Kasih Dessert Menu Kasih Happy Hour Menu
Above we see Kasih's dessert menu, which also holds the happy hour menu on its reverse. Click for larger versions.

Es Teller
Es Teller [$11.00] | Young coconut milk, pandan dumpling, nata de coco, seasonal fruit, avocado and Screwpine leaf rice
Our first dessert was this rather impressive looking version of es teler. I found it heavy on the pandan for sure, though the coconut definitely made for a sweet, refreshing balance. Some of my dining companions, meanwhile, were reminded of Vietnamese three-color che ba mau.

Coconut Panna Cotta
Coconut Panna Cotta [$11.00] | Layered lemongrass gelée, roasted coconut panna cotta, strawberry, mango purée and banana gelato
Last up was a panna cotta, which seemed much firmer and "stickier" than it usually is.
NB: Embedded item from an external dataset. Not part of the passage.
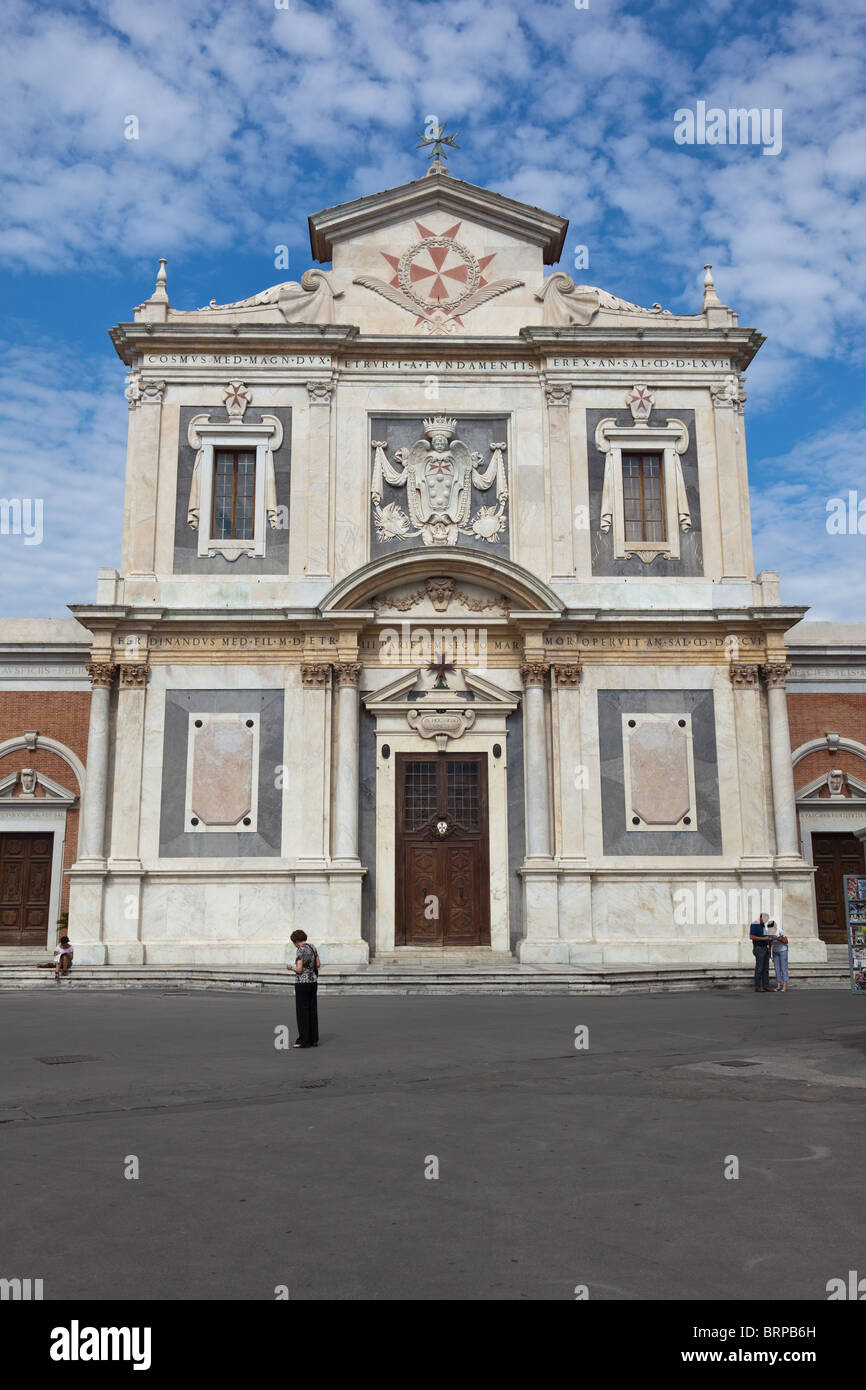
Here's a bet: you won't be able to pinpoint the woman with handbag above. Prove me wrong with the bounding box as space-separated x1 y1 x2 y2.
770 922 788 994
The flavors worked though (think fruity, with lots of lemongrass), and I especially enjoyed that banana ice cream on the side.

I don't have Indonesian very often, so I'm glad to see Kasih as a new option in town. From what I can tell, the cooking doesn't adhere to tradition in a strict sense, but has a sort of cheffy, LA sensibility to it that serves the restaurant well for the most part. Though there are liberties taken, the food does seem to capture the essence of the cuisine, that delicate-yet-intense, often complex balance of sour, spicy, sweet, and savory, and so the place generally works pretty well for me.


Anonymous Anonymous said...

If I'm being completely honesty, none of those dishes looked scrumptious. Still a decent meal nonetheless.